Ses tableaux, parce qu’ayant cette spécificité de se deviner dans la temporalité de leur exécution ; parce que, comme autant de palimpsestes, ils laissent voir la succession des différentes strates qui les forment, allant du grain du support-toile jusqu’à la dernière touche, nous invitent à méditer l’œuvre du point de vue de sa genèse. Ils re-posent donc forcément la question de l’art du point de vue de la poïèsis.

Pas seulement, mais particulièrement pour tels cas, où la peinture se réclame de son faire, il est rare qu’un artiste, à un moment ou à un autre, et au moins auprès des plus curieux de son public, ne se soit retrouvé redevable de quelque explication sur les origines de ses « créations ». Or, même en étant l’auteur, ce dernier a-t-il accès à telle vérité de son œuvre ? Rien n’est plus incertain, et en raison, comme nous le fait remarquer le philosophe Mikel Dufrenne dans sa phénoménologie de l’expérience artistique : « l’artiste ne pense pas l’idée de l’œuvre, il pense sur ce qu’il fait et qu’il perçoit à mesure qu’il fait ». On pourra dire dans ce sens, qu’étant comme le produit d’une succession de transformations plastiques, chacune résultant de la perception de sa précédente, et dans l’espace-temps complexe de « l’en-cours », elle-même déterminant celles à venir, l’artiste ne connaitra son œuvre qu’une fois achevée. Et en conséquence de cela, il n’est pas plus privilégié que nous autres spectateurs face au mystère des commencements. Pourtant, sans grande conviction de son utilité, ni de celle de quelque nécessité de commencer par expliquer les débuts, je n’ai pu épargner à Najet Dhahbi cette éternelle ritournelle, mais à la majeure différence d’avoir troqué le « pourquoi » par le « comment ». Comment commencez-vous ceci ? Le fait est que quelque chose dans ce que je voyais rendait la question insistante. Et étant la seule personne, du moins que je connaisse, présente au moment des premiers jets, elle seule pouvait confirmer, ce que je ne pouvais, par moi-même, qu’hypothétiser.

Faut-il rappeler que l’ensemble des phénomènes responsables du passage du non-être à l’être de l’œuvre tombent souvent sous le carcan d’idées stéréotypées, dont les extrêmes coïncident à deux principaux archétypes : à l’approche de l’artiste qui aborde le support vierge avec un projet tout dessiné tout clair, on peut opposer celui dont les formes sont le résultat de découvertes, de trouvailles, qui occurrent à la suite d’une « fouille » à même les matières informes ? Cela dit, dans le cas ou dans l’autre, la genèse d’une œuvre picturale reste toujours imaginée comme une évolution entre un état initial, celui des matériaux bruts, et un état final, caractérisé par le coup d’arrêt du processus de transformation de ces derniers.  Or, autant ce schéma peut paraitre logique, autant il n’est en réalité attrayant que par le confort de son simplisme.

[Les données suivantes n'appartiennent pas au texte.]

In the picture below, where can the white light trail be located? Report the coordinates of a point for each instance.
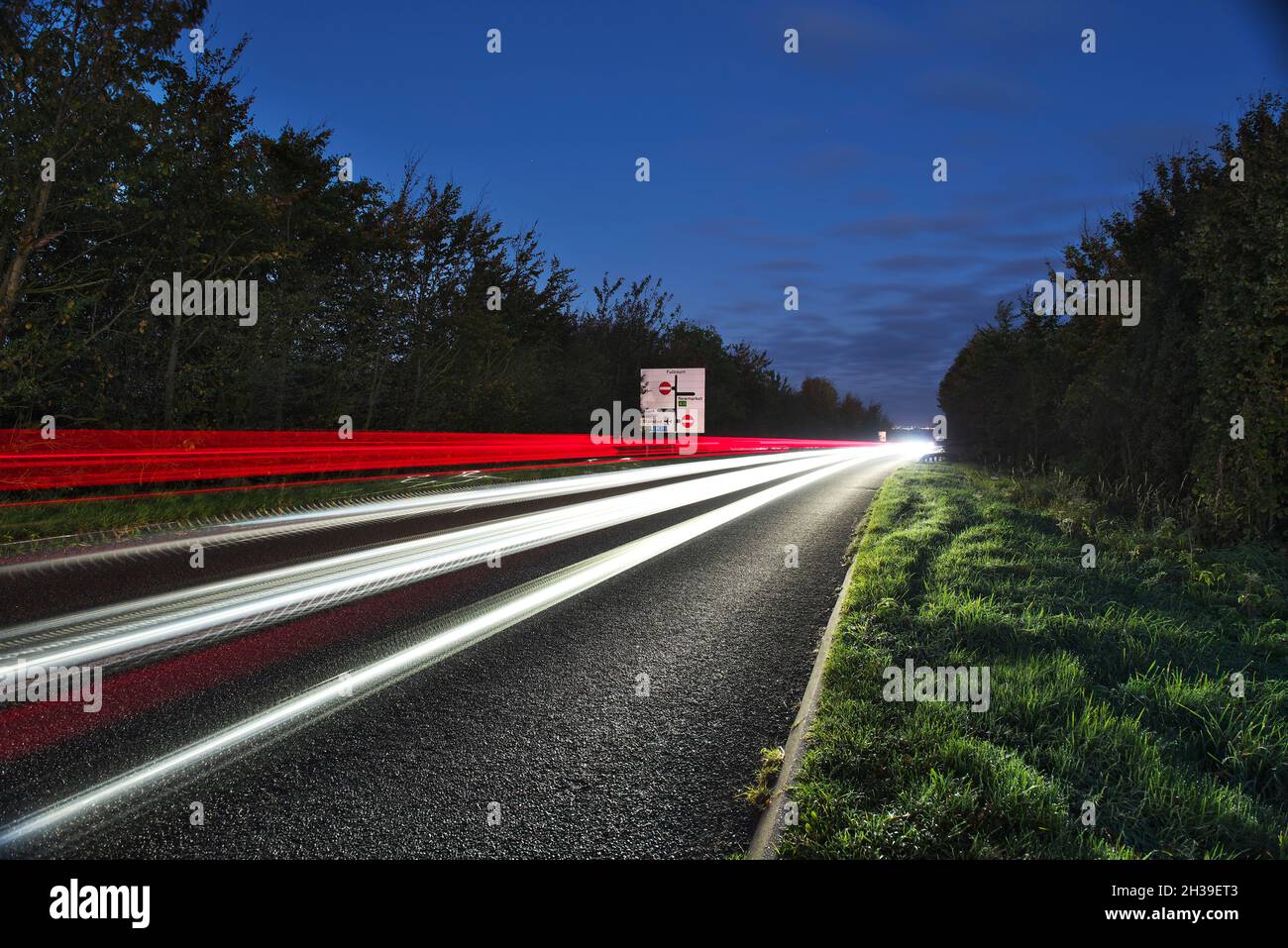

En effet, les insondables récits des commencements, les constantes tensions entre l’intention de l’artiste et les verdicts des matières (son propre corps inclus), sans oublier l’arbitraire dans la décision d’achèvement, sont autant d’arguments contredisant toute conception de l’œuvre comme itinéraire rectiligne.

« Je ne pense pas qu’un tableau ait une fin », me confie-t-elle, mais sans besoin qu’elle en dise d’avantage, et rien qu’à regarder ses productions, on peut aisément deviner que Najet Dhahbi fait partie de ces artistes qui abordent la peinture comme un voyage vers l’inconnu, et qui ne croient nullement, autant à la nécessaire primauté d’un programme, qu’à la clôture de l’œuvre à l’aune de son achèvement. Le fait remarquable est que dans notre cas, cette sorte de flou, qui caractérise l’état final du travail, semblant échapper à tout critère d’objectivation, et a fortiori totalement soumis à la souveraine décision de l’artiste, contraste étrangement avec la limpide action du commencement : « Je commence par écrire un texte ». Je n’avais besoin de cette déclaration de sa part que pour confirmer ce qu’on pouvait, par endroits, clairement distinguer : des bribes de phrases sur les fonds en réserve des peintures.

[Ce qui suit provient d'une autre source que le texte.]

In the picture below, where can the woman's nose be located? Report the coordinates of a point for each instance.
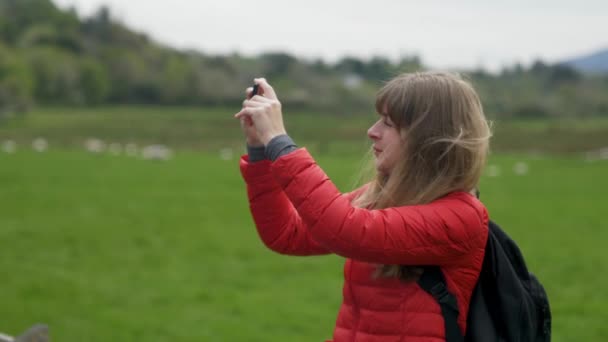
(372, 132)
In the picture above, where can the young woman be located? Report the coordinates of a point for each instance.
(430, 145)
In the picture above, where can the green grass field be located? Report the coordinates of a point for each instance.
(113, 248)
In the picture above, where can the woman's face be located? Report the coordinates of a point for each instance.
(387, 143)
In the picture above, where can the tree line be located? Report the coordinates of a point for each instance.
(50, 56)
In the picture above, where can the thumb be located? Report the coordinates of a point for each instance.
(268, 91)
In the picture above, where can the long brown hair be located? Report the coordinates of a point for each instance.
(445, 141)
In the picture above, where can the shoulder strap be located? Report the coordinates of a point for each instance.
(433, 282)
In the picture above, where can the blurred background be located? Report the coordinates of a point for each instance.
(123, 216)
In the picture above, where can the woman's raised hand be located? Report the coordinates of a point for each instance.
(263, 113)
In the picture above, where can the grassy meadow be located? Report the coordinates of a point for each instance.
(117, 248)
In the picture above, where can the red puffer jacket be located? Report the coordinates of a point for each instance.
(298, 211)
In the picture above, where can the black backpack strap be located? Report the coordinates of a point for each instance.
(433, 282)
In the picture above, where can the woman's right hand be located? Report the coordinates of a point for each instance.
(248, 128)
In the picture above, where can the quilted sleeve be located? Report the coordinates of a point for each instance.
(279, 225)
(443, 232)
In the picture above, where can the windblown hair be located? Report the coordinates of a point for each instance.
(445, 141)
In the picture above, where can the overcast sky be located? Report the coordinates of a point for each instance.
(445, 34)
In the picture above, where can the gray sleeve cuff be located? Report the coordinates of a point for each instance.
(280, 146)
(256, 153)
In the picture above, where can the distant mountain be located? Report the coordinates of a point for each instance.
(594, 63)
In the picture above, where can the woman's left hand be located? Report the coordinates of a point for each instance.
(264, 110)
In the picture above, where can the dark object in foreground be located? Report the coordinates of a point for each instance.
(37, 333)
(508, 303)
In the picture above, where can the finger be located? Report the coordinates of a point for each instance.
(268, 91)
(248, 111)
(261, 99)
(254, 103)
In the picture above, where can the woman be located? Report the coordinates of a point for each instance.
(430, 144)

A côté de ce que Dufrenne donne de la phénoménologie de la création artistique – comme étant une évolution, partant d’une intangible exigence du faire, et au grès des perceptions même de ce faire, vers l’être concret de l’œuvre, qui ne se dévoile finalement qu’au moment de son achèvement –, on a l’occasion ici d’esquisser une possibilité autre, qui par un même déroulé, part en revanche du signe achevé (le texte), menant vers un et cætera, caractérisant un autre régime du signe, notamment de l’image dans sa déclinaison picturale. Ici se dessine une hypothèse : si le commencement du tableau était une sorte de moment esthétiquement accompli, en l’occurrence celui de la jouissance du fragment poétique, son déclenchement aurait donc forcément une essence critique. En somme, un questionnement. Fort probablement, une introspection. Le vecteur du travail serait alors une sorte de développement « à rebours » ; peut-être une archéologie, avançant toujours à partir du présent éprouvé, à la recherche de ses vestiges enterrés. Le cheminement allant de l’écriture aux images figurées, n’est-ce pas, en effet, une remontée de la lettre vers ses origines iconologiques ? Dans cette quête matiériste, les rencontres plastiques que fait Najet, en partant d’images mentales venant de la poésie, ne sont-ils pas, dans cette perspective, une campagne archéologique à même ses pensées souterraines ? Il parait que les figures que peint Najet, naissent comme d’une « écriture automatique » des formes. Auquel cas, le phénomène serait comparable à une sorte de paréidolie visuelle, qui pioche ses conformations dans le nuage de la jouissance poétique, mais qui pourrait être, du même coup, aussi révélatrice que les taches de Rorschach.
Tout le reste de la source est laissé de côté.